Meine Mutter und ich sassen oben, und die beiden kamen und kamen einfach nicht wieder. Ich konnte mir nicht erklären wo sie so lange abblieben.
Gerade wollte ich aufstehen um nachzusehen, da ging die Türe auf. Sascha hüpfte freudig rein. Weniger erfreut sah Martin aus. Oooh, was war wohl geschehen? Hatte Sascha irgendwo im Hotel statt draussen Beinchen gehoben? Martin schaute mich ziemlich grimmig an. Ich sagte lieber nichts. Ich denke: - er wird dann schon erzählen. -Er erzählte auch und wurde dabei noch etwas saurer. Ich konnte mich nur noch vor lachen kugeln und dies wiederum machte ihn noch wütender. Wie mein Bruder erzählte. Die Mimik. Man konnte nur grinsen.
Was also war geschehen? Martin und Sascha standen in der Empfangshalle beim Zigarettenautomaten, wie von mir geheissen ohne Leine.
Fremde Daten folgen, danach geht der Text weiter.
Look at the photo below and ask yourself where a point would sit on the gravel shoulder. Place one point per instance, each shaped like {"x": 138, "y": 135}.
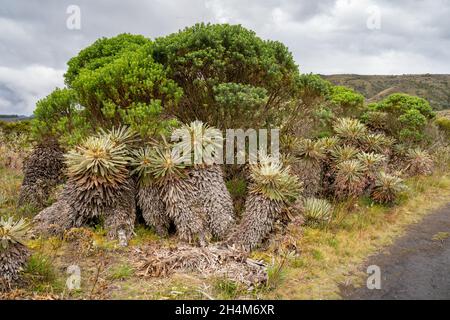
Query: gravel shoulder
{"x": 415, "y": 266}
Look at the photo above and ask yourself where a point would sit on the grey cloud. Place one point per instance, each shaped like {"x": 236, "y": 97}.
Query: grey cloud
{"x": 327, "y": 36}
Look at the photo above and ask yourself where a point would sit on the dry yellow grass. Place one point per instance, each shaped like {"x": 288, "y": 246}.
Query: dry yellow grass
{"x": 332, "y": 257}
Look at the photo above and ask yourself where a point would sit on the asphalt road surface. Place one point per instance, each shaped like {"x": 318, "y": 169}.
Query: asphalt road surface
{"x": 416, "y": 266}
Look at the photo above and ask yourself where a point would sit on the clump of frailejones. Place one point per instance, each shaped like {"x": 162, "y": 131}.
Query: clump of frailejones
{"x": 206, "y": 175}
{"x": 182, "y": 183}
{"x": 164, "y": 181}
{"x": 13, "y": 252}
{"x": 308, "y": 165}
{"x": 43, "y": 171}
{"x": 99, "y": 186}
{"x": 272, "y": 187}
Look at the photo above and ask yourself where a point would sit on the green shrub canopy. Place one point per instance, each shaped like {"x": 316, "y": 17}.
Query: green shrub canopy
{"x": 217, "y": 63}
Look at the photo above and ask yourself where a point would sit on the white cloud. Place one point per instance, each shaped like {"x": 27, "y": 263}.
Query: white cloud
{"x": 29, "y": 85}
{"x": 327, "y": 36}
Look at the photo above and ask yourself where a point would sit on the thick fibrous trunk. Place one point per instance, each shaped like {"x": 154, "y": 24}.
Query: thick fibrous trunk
{"x": 43, "y": 170}
{"x": 153, "y": 209}
{"x": 310, "y": 173}
{"x": 120, "y": 219}
{"x": 12, "y": 262}
{"x": 213, "y": 195}
{"x": 257, "y": 222}
{"x": 77, "y": 207}
{"x": 183, "y": 208}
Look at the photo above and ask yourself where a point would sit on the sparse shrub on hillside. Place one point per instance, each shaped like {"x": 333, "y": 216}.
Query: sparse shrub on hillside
{"x": 387, "y": 188}
{"x": 59, "y": 117}
{"x": 351, "y": 131}
{"x": 13, "y": 252}
{"x": 375, "y": 120}
{"x": 272, "y": 186}
{"x": 372, "y": 163}
{"x": 316, "y": 211}
{"x": 346, "y": 102}
{"x": 419, "y": 162}
{"x": 407, "y": 116}
{"x": 311, "y": 150}
{"x": 444, "y": 125}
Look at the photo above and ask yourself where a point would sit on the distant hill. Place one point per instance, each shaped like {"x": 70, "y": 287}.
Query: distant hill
{"x": 12, "y": 117}
{"x": 433, "y": 87}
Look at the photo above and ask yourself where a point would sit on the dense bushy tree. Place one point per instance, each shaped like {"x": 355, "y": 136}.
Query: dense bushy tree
{"x": 206, "y": 60}
{"x": 59, "y": 116}
{"x": 102, "y": 52}
{"x": 406, "y": 116}
{"x": 132, "y": 89}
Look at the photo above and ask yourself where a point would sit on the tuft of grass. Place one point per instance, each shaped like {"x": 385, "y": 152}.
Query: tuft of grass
{"x": 227, "y": 289}
{"x": 121, "y": 272}
{"x": 41, "y": 275}
{"x": 441, "y": 236}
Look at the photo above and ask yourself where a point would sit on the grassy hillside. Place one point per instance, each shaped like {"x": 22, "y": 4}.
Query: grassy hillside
{"x": 433, "y": 87}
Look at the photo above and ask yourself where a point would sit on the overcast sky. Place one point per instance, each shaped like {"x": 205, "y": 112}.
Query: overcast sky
{"x": 342, "y": 36}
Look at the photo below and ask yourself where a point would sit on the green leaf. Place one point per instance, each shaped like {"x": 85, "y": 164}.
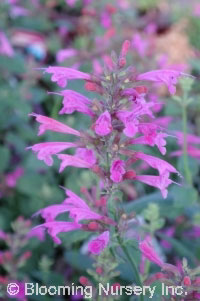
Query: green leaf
{"x": 4, "y": 158}
{"x": 179, "y": 247}
{"x": 79, "y": 261}
{"x": 184, "y": 196}
{"x": 140, "y": 204}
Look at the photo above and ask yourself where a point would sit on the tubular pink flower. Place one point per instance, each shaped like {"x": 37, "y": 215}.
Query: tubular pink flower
{"x": 97, "y": 245}
{"x": 130, "y": 119}
{"x": 37, "y": 232}
{"x": 64, "y": 54}
{"x": 74, "y": 101}
{"x": 161, "y": 182}
{"x": 139, "y": 44}
{"x": 117, "y": 170}
{"x": 62, "y": 74}
{"x": 53, "y": 125}
{"x": 54, "y": 228}
{"x": 78, "y": 209}
{"x": 157, "y": 163}
{"x": 166, "y": 76}
{"x": 47, "y": 149}
{"x": 158, "y": 139}
{"x": 50, "y": 213}
{"x": 68, "y": 160}
{"x": 125, "y": 48}
{"x": 12, "y": 177}
{"x": 163, "y": 121}
{"x": 5, "y": 47}
{"x": 190, "y": 138}
{"x": 191, "y": 151}
{"x": 147, "y": 251}
{"x": 71, "y": 2}
{"x": 103, "y": 125}
{"x": 87, "y": 155}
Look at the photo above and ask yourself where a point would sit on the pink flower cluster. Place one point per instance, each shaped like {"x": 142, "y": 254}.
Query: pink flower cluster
{"x": 79, "y": 211}
{"x": 121, "y": 118}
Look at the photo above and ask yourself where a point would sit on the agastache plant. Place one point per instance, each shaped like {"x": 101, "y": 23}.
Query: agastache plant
{"x": 121, "y": 117}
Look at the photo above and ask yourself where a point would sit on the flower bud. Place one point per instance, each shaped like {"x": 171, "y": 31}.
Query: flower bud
{"x": 93, "y": 226}
{"x": 129, "y": 175}
{"x": 122, "y": 62}
{"x": 141, "y": 89}
{"x": 101, "y": 202}
{"x": 187, "y": 281}
{"x": 99, "y": 270}
{"x": 125, "y": 48}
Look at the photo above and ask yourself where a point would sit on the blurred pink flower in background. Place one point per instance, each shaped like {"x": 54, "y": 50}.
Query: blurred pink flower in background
{"x": 148, "y": 251}
{"x": 139, "y": 44}
{"x": 5, "y": 46}
{"x": 64, "y": 54}
{"x": 196, "y": 10}
{"x": 12, "y": 177}
{"x": 97, "y": 245}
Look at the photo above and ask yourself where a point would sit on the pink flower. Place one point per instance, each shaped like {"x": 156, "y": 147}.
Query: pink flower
{"x": 130, "y": 122}
{"x": 53, "y": 125}
{"x": 5, "y": 47}
{"x": 163, "y": 121}
{"x": 125, "y": 48}
{"x": 74, "y": 101}
{"x": 106, "y": 20}
{"x": 54, "y": 228}
{"x": 170, "y": 231}
{"x": 191, "y": 151}
{"x": 153, "y": 138}
{"x": 37, "y": 232}
{"x": 87, "y": 155}
{"x": 139, "y": 44}
{"x": 76, "y": 161}
{"x": 161, "y": 182}
{"x": 196, "y": 10}
{"x": 64, "y": 54}
{"x": 166, "y": 76}
{"x": 20, "y": 295}
{"x": 130, "y": 119}
{"x": 78, "y": 209}
{"x": 71, "y": 2}
{"x": 50, "y": 213}
{"x": 3, "y": 235}
{"x": 103, "y": 125}
{"x": 62, "y": 74}
{"x": 12, "y": 177}
{"x": 148, "y": 251}
{"x": 97, "y": 245}
{"x": 157, "y": 163}
{"x": 190, "y": 138}
{"x": 47, "y": 149}
{"x": 98, "y": 69}
{"x": 117, "y": 170}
Zuvor hatten sie noch mit der Empfangsdame geflirtet. Die staunte wie brav der Hund ohne Leine bei Fuss lief. Ich weiss nicht wie lange mein Bruder brauchte bis er das Geld im Schlitz versenkt hatte, jedenfalls zu lange für Sascha. Ihm wurde langweilig. Als mein Bruderherz dann endlich Rückgeld und Zigaretten in den Händen hielt und mit Sascha raus wollte, war kein Hund mehr da. Er sah sich in der Halle um, nichts. Wie er mir erzählte wurde ihm daraufhin heiss und kalt. Wo war Sascha? Er suchte die Räume ab. Alle wo die Türen offen standen. Die meisten Räume waren dunkel, also ging nur leises rufen.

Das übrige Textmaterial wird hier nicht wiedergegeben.